According to the IAB’s 2024 findings, 87% of ad buyers reported increased advertising costs directly linked to privacy legislation and data signal loss. This inflationary pressure is reshaping programmatic strategies and limiting scalability—particularly for smaller players without robust first-party data assets.

Generative AI Transforms Creative at Scale

One of the most significant shifts underway is the integration of Generative AI into creative production and optimization. AI-powered tools now enable advertisers to generate thousands of personalized ad variations in real time, tailored to specific audience segments and contextual signals.

This approach dramatically lowers production costs while increasing campaign agility. Static creatives are giving way to dynamic formats that continuously optimize based on performance data.

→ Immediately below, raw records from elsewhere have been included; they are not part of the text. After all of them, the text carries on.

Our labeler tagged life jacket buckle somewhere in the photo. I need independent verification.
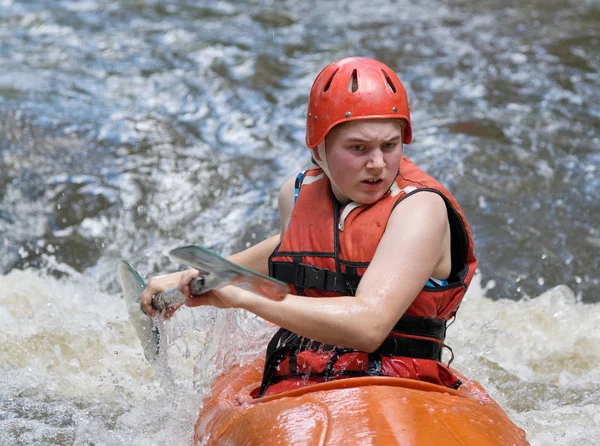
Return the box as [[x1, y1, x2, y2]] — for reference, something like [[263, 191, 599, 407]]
[[295, 263, 329, 290]]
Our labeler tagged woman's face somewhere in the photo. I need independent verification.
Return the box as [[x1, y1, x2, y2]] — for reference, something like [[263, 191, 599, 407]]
[[325, 119, 403, 204]]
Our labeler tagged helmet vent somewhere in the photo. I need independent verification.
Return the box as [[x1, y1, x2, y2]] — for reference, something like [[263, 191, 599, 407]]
[[348, 70, 358, 93], [323, 68, 339, 92], [381, 70, 396, 93]]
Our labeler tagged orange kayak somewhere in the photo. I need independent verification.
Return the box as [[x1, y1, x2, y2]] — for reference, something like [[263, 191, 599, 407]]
[[194, 360, 529, 446]]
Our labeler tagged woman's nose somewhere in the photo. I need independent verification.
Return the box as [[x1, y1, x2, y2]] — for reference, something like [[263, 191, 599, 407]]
[[367, 149, 385, 169]]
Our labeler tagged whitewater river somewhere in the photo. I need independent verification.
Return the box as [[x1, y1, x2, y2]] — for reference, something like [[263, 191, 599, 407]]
[[0, 0, 600, 446]]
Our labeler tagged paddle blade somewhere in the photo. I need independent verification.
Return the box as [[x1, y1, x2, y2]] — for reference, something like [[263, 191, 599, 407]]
[[169, 245, 289, 300], [118, 261, 160, 362]]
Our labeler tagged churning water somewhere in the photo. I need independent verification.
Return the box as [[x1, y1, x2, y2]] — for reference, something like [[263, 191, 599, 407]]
[[0, 0, 600, 445]]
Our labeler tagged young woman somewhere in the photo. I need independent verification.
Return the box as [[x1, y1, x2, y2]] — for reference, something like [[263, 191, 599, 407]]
[[142, 57, 476, 396]]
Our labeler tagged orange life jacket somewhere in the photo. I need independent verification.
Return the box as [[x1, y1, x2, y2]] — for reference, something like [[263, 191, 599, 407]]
[[260, 157, 477, 394]]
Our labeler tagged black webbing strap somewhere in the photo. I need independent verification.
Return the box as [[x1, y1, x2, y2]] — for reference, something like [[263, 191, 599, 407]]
[[393, 314, 447, 341], [270, 262, 360, 296]]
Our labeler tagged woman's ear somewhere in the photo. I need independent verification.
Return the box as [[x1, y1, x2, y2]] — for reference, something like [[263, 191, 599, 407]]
[[310, 147, 323, 161]]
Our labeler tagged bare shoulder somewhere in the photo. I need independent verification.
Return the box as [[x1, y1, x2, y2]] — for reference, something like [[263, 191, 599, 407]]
[[278, 175, 296, 237], [388, 191, 448, 230]]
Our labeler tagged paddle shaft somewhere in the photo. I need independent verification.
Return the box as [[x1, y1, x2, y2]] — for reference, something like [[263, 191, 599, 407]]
[[152, 274, 222, 311]]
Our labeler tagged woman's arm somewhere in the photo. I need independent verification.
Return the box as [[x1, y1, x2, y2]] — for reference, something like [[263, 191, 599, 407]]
[[199, 192, 450, 351]]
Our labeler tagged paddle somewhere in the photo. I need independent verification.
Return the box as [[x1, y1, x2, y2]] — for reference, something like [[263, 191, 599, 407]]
[[118, 245, 289, 362]]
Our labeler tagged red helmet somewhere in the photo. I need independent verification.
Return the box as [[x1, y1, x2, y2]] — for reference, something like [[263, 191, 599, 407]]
[[306, 57, 412, 149]]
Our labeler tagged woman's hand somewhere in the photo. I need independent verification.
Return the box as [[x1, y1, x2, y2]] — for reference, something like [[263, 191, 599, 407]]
[[184, 277, 248, 308], [140, 270, 188, 319]]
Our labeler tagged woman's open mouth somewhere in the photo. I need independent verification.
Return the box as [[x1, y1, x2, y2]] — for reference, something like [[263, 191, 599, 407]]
[[362, 178, 383, 189]]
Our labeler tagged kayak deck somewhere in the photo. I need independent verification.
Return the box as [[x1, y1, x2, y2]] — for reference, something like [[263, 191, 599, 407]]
[[194, 360, 529, 446]]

Alphabet highlighted this trend in its Q3 2024 earnings, reporting a 10% year-over-year increase in advertising revenue to $65.9 billion, driven in part by rapid adoption of AI-powered creative and search tools.

Connected TV Accelerates the Shift Away From Linear Media

Connected TV (CTV) and OTT advertising are redefining the video advertising landscape as marketers migrate budgets from linear television to streaming platforms.

CTV combines the immersive impact of traditional TV with digital capabilities such as addressable advertising, advanced targeting, and cross-device measurement. As consumers continue to abandon cable bundles for on-demand streaming, advertisers are following audiences into these environments.

The IAB’s 2024 Digital Video Ad Spend & Strategy Report projects CTV ad spend to grow 12% year-over-year to $22.7 billion, outpacing growth across the broader media market.

The Outlook: Bigger, Smarter, and More Constrained

The digital advertising market’s trajectory toward $819.5 billion by 2031 reflects both opportunity and tension. Growth is increasingly driven by AI, retail media, and video innovation, while privacy constraints force advertisers to rethink targeting, measurement, and budget efficiency.

For brands and platforms alike, the next decade will reward those that can balance personalization with compliance—leveraging first-party data, AI-driven creativity, and closed-loop measurement to thrive in a post-cookie advertising economy.